Tens of thousands of fish washed ashore along the gulf coast of Texas starting on Friday after being starved of oxygen in warm water, officials said.
Park officials for Brazoria County, which is roughly 65 miles south of Houston, said that a cleanup effort was underway but thousands more fish were expected to wash ashore.
Officials for Quintana Beach County Park published photos on Saturday showing scores of dead fish floating in the coastal waters.
The cause was a “perfect storm” of bad conditions, said Bryan Frazier, the director of the Brazoria County Parks Department.
Warm water holds much less oxygen than cold water, he said, and calm seas and cloudy skies in the area had stymied the ways oxygen is usually infused into ocean water. Waves add oxygen to water, and cloudy skies reduce the ability of microscopic organisms to produce oxygen through photosynthesis.
When schools of fish are trapped in shallow, warm water, they can start to act erratically as they are starved of oxygen, which further depletes oxygen in the water.
Katie St. Clair, the sea life facility manager at Texas A&M University at Galveston, said that the warming of gulf coast waters through climate change could have contributed to the fish kill.
“As we see increased water temperatures, certainly this could lead to more of these events occurring,” Ms. St. Clair said, “especially in our shallow, near-shore or inshore environments.”
The National Weather Service recorded a high of 92 degrees in Brazoria County on Friday, the day the dead fish were first reported washing ashore.
Mr. Frazier added that such fish kills are “not that uncommon” in the area and start to occur when the water warms during the summer.
“It is a little alarming to see a wave of dead fish wash ashore,” Mr. Frazier said. But he added that local water conditions would improve as ocean waves add oxygen back into the water and as fish swim away from areas with low oxygen.
“Mother Nature has a way of balancing that out,” Mr. Frazier said. “It should correct itself here in the pretty near future.”
A United Nations report concluded in 2019 that warming ocean water had increased incidences of hypoxia — or low oxygen levels — in coastal waters, threatening fish populations. One of the authors of the report said at the time that oxygen loss and other effects of global warming would “create enormous pressure” on the Gulf Coast region in the future.
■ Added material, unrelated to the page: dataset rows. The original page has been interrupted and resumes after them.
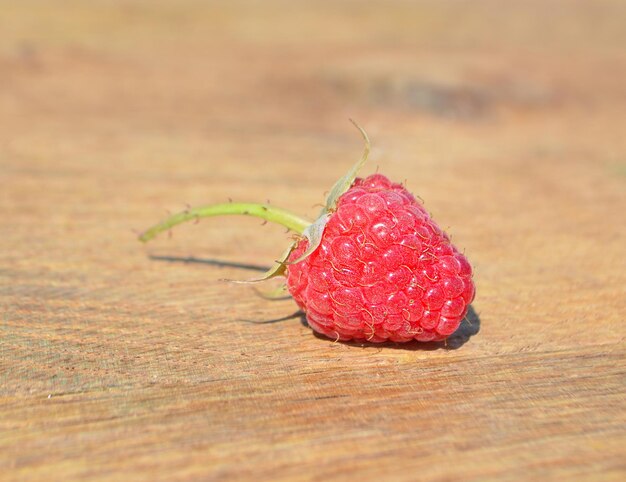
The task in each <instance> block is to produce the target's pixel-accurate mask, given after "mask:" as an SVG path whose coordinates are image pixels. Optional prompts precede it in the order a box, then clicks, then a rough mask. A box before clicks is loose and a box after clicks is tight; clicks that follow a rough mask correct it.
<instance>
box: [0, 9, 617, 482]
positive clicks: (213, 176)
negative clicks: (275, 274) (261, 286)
mask: <svg viewBox="0 0 626 482" xmlns="http://www.w3.org/2000/svg"><path fill="white" fill-rule="evenodd" d="M1 3H2V5H1V8H0V314H1V318H0V322H1V325H0V337H1V338H0V343H1V344H0V404H1V405H0V479H2V480H3V481H14V480H15V481H18V480H20V481H22V480H24V481H29V480H63V481H67V480H79V479H80V480H85V479H88V478H94V479H102V480H197V479H203V480H286V479H292V480H342V479H344V480H363V481H367V480H407V481H411V480H450V481H453V480H477V481H485V480H487V481H488V480H611V479H612V480H624V477H625V476H626V463H625V460H626V453H625V450H626V449H625V448H624V447H625V446H626V410H625V407H624V405H625V401H626V397H625V393H626V390H625V385H626V383H625V381H626V377H625V368H626V363H625V349H624V348H625V347H624V334H625V333H624V314H625V311H626V310H625V308H626V306H625V299H626V293H625V288H624V286H625V282H626V279H625V275H624V272H625V271H626V270H625V268H626V266H625V263H624V259H625V255H626V253H625V248H624V246H625V244H626V243H625V237H626V236H625V234H626V233H625V226H626V219H625V218H626V215H625V212H626V198H625V193H626V175H625V174H626V167H625V166H626V165H625V163H624V161H625V159H626V136H624V126H625V123H626V116H625V112H626V109H625V105H626V58H625V54H624V52H626V30H624V28H623V25H624V23H626V6H625V4H624V2H622V1H620V0H616V1H596V0H593V1H587V2H580V1H554V2H543V1H533V2H510V3H507V7H506V8H504V7H503V6H502V2H499V1H495V0H493V1H478V2H456V1H429V2H403V1H397V2H382V1H381V2H367V4H366V3H365V2H362V3H360V2H350V1H343V2H337V1H332V2H331V1H320V2H307V3H305V2H293V1H286V0H285V1H283V2H238V1H237V2H223V3H217V2H215V3H214V2H201V1H192V0H185V1H177V2H166V1H162V0H161V1H145V2H138V1H128V2H99V1H98V2H95V1H94V2H80V1H58V2H44V1H41V2H35V1H23V2H11V1H3V2H1ZM348 117H353V118H355V119H357V120H358V121H359V122H360V123H361V124H362V125H364V126H365V127H366V129H367V130H368V132H369V134H370V136H371V138H372V141H373V144H374V151H373V155H372V158H371V161H370V163H369V164H368V166H367V167H366V169H365V171H364V174H367V173H370V172H373V171H374V170H375V169H376V168H377V167H378V168H379V170H380V171H381V172H384V173H385V174H387V175H388V176H390V177H391V178H393V179H396V180H400V181H402V180H406V182H407V184H408V186H409V188H410V189H411V190H412V191H413V192H415V193H416V194H419V195H420V196H421V197H422V198H423V199H424V200H425V203H426V206H427V208H428V209H429V210H430V211H432V213H433V215H434V216H435V218H436V219H437V220H438V221H439V222H440V224H441V225H442V226H443V227H444V228H446V229H448V231H449V232H450V233H451V234H452V237H453V240H454V241H455V242H456V243H457V245H459V246H460V247H462V248H463V249H465V251H466V253H467V255H468V257H469V258H470V260H471V261H472V263H473V264H474V266H475V271H476V283H477V288H478V291H477V296H476V301H475V303H474V309H475V313H476V314H477V316H475V317H474V318H473V320H474V321H473V323H472V325H471V326H464V330H465V333H466V335H470V334H472V333H474V335H473V336H471V337H469V339H467V336H466V337H465V339H458V338H457V339H456V341H455V342H454V343H451V344H450V346H448V347H445V346H443V345H434V346H431V345H426V346H422V345H412V344H409V345H406V346H401V345H389V346H384V347H379V346H359V345H350V344H342V343H333V342H332V341H328V340H325V339H322V338H319V337H316V336H314V335H313V334H312V333H311V331H310V330H309V329H308V328H307V327H306V326H304V325H303V324H302V323H301V322H300V321H299V320H298V319H297V318H296V319H292V320H288V321H283V322H277V323H269V324H253V323H248V322H246V321H244V320H256V321H261V320H272V319H277V318H281V317H284V316H287V315H290V314H291V313H293V312H294V311H295V308H296V307H295V305H294V303H293V302H292V301H291V300H285V301H278V302H276V301H275V302H270V301H266V300H264V299H262V298H260V297H259V296H258V294H256V293H255V292H254V291H253V290H252V289H250V288H249V287H245V286H243V287H242V286H237V285H231V284H227V283H224V282H222V281H220V279H222V278H246V277H250V276H253V275H254V274H256V272H255V271H254V269H255V267H256V268H258V267H259V266H260V267H262V266H266V265H267V264H269V263H270V262H271V261H272V260H273V259H275V258H276V257H277V256H278V255H279V254H280V252H281V251H282V249H283V246H284V245H285V243H286V242H287V235H286V234H285V233H284V230H283V229H281V228H279V227H275V226H270V225H267V226H263V227H261V226H260V225H259V222H258V221H256V220H253V219H245V218H239V219H233V218H228V219H223V220H205V221H202V222H201V223H200V224H198V225H189V226H182V227H180V229H177V230H176V231H175V232H174V235H173V237H172V238H171V239H168V238H167V236H164V237H162V238H160V239H158V240H156V241H155V242H154V243H153V244H150V245H148V246H147V247H144V246H142V245H140V244H139V243H138V242H137V241H136V239H135V234H134V232H133V230H141V229H143V228H145V227H147V226H148V225H150V224H151V223H153V222H155V221H157V220H159V219H161V218H162V217H164V216H165V213H166V211H167V210H169V211H175V210H180V209H184V207H185V205H186V203H189V204H191V205H198V204H203V203H209V202H222V201H225V200H227V199H228V197H232V198H233V199H238V200H242V201H265V200H266V199H269V200H270V201H271V202H272V203H274V204H275V205H279V206H285V207H287V206H288V207H291V208H292V209H293V210H294V211H296V212H299V213H302V214H306V215H313V214H314V213H315V212H317V209H318V208H317V207H315V206H314V205H315V204H316V203H319V202H321V200H322V199H323V195H324V192H325V191H326V190H327V189H328V188H329V187H330V186H331V184H332V182H333V181H334V180H335V179H336V178H337V177H338V176H339V175H341V174H342V173H343V172H344V171H345V170H346V169H347V168H348V166H350V165H351V164H352V162H353V161H354V160H356V159H357V158H358V156H359V155H360V153H361V149H362V145H361V140H360V138H359V136H358V133H357V132H356V131H355V129H354V128H353V127H352V126H351V125H350V124H349V123H348V122H347V118H348ZM476 332H477V333H476ZM464 341H465V343H463V342H464Z"/></svg>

In addition to localized cases of hypoxia, a large “dead zone” of water spanning thousands of square miles is known to form in the Gulf of Mexico during the summer months.
The National Oceanic and Atmospheric Administration forecast on Monday that this dead zone would be smaller than usual this year, covering about 4,155 square miles of coastal waters.
Ms. St. Clair said that the fish kill could have a significant environmental impact because the dead fish — mostly Gulf menhaden — play a “critical role” in the local ecosystem.
“You could see cascading impacts if we continue to have these large fish kills,” she said.
The dead fish started washing ashore in Brazoria County early on Friday morning, Mr. Frazier said, and park crews were quickly dispatched to clear and bury them before they started to rot in the midday heat.
“We need to get those moved off fairly quickly,” Mr. Frazier said. “It doesn’t take long for them to sit there in 90-degree heat to really rack up an unpleasant smell.”